I have a 20g long which I will soon be heavily planting, I will be relying on what I can find localy vs shipping so I am somewhat limited. My question is what substrate will I need to heavily plant. A sandy bottom with a gravel covering is what I've used to date and it's worked well with the plants from the LFS. I've heard of useing some sort of potting soil, is this required for a nicely planted tank?


----------



## Damon (Jan 18, 2005)

This question has been answered several times in this forum......


----------



## Betta1 (Jan 5, 2007)

the search function doesn't work for me


----------



## TigerBarb12 (Jan 7, 2007)

Any substrate should work, but if ur heavily planting it, go with smaller gravel or sand


----------



## Guest (Feb 4, 2007)

I personally like Eco Complete. Its kind of pricey though, especially if you have to order online. Another option is ADA Aquasoil, which is also pricey. 

Small gravel or sand will work though, if you plan on using fertilizers in the water.


----------



## dcristalli90 (Mar 7, 2006)

i use eco complete for my planted tanks and it works very well, it comes in 20 pound bags.


----------



## MyraVan (Jan 19, 2005)

I'm one of the few people on this board who has actually used potting soil in tanks, and although it's certainly not REQUIRED, it works and is much cheaper than the commercially available planted tank substrates. 

For the soil I use:
50% sterilized topsoil from the garden center
50% aquatic soil, which looks to me just like regular potting soil but is meant to be used by pond people to plant their water lillies

For the gravel I use very cheap small gravel from the garden center, this is called alpine gravel or horticultural grit. At least that's what I have used; for the new tank I'm setting up I'm going to buy proper aquarium gravel which has rounded edges. The new tank will have some loaches that like to bury themselves, and I don't want it to be too rough on their skin.

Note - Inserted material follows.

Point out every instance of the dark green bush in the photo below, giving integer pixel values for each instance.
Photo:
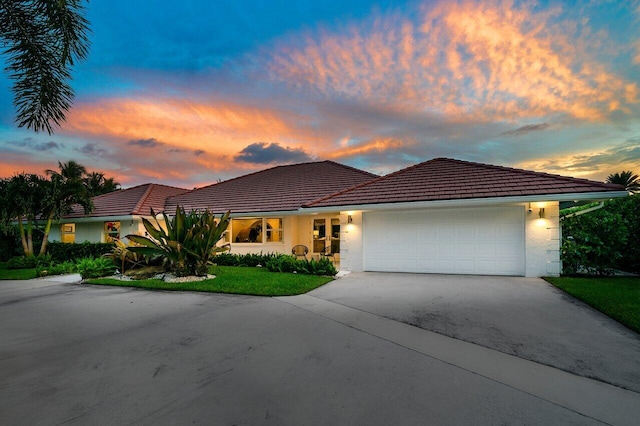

I use about 1" of mixed soil, and 1" gravel. Grows plants well, DOESN'T turn the tank water yellow, DOESN'T create any ammonia spikes, DOESN'T make clean up difficult (just vacuum stuff off the top, don't stick your gravel vacuum deep into it). I did once use 100% topsoil instead of the 50-50 mix I use now, and that did turn the water yellow, so you do need to be a bit careful about soil choice...


----------



## Mazzy (Dec 16, 2006)

I often wondered about using potting soil. Thanks MyraVan for clearing that up!!  One question... what do you mean "sterilized" potting soil? Is it that way when you buy it or do you have to sterilize it and if so, how?
Thanks!!


----------



## MyraVan (Jan 19, 2005)

Mazzy said:


> what do you mean "sterilized" potting soil? Is it that way when you buy it or do you have to sterilize it and if so, how?
> Thanks!!


The bag says "sterilized topsoil", which means (I think) that they bake it to kill any seeds in it, so you don't end up with a lawn full of weeds (I guess most people use this to improve their lawns). I certainly don't sterilize it!


----------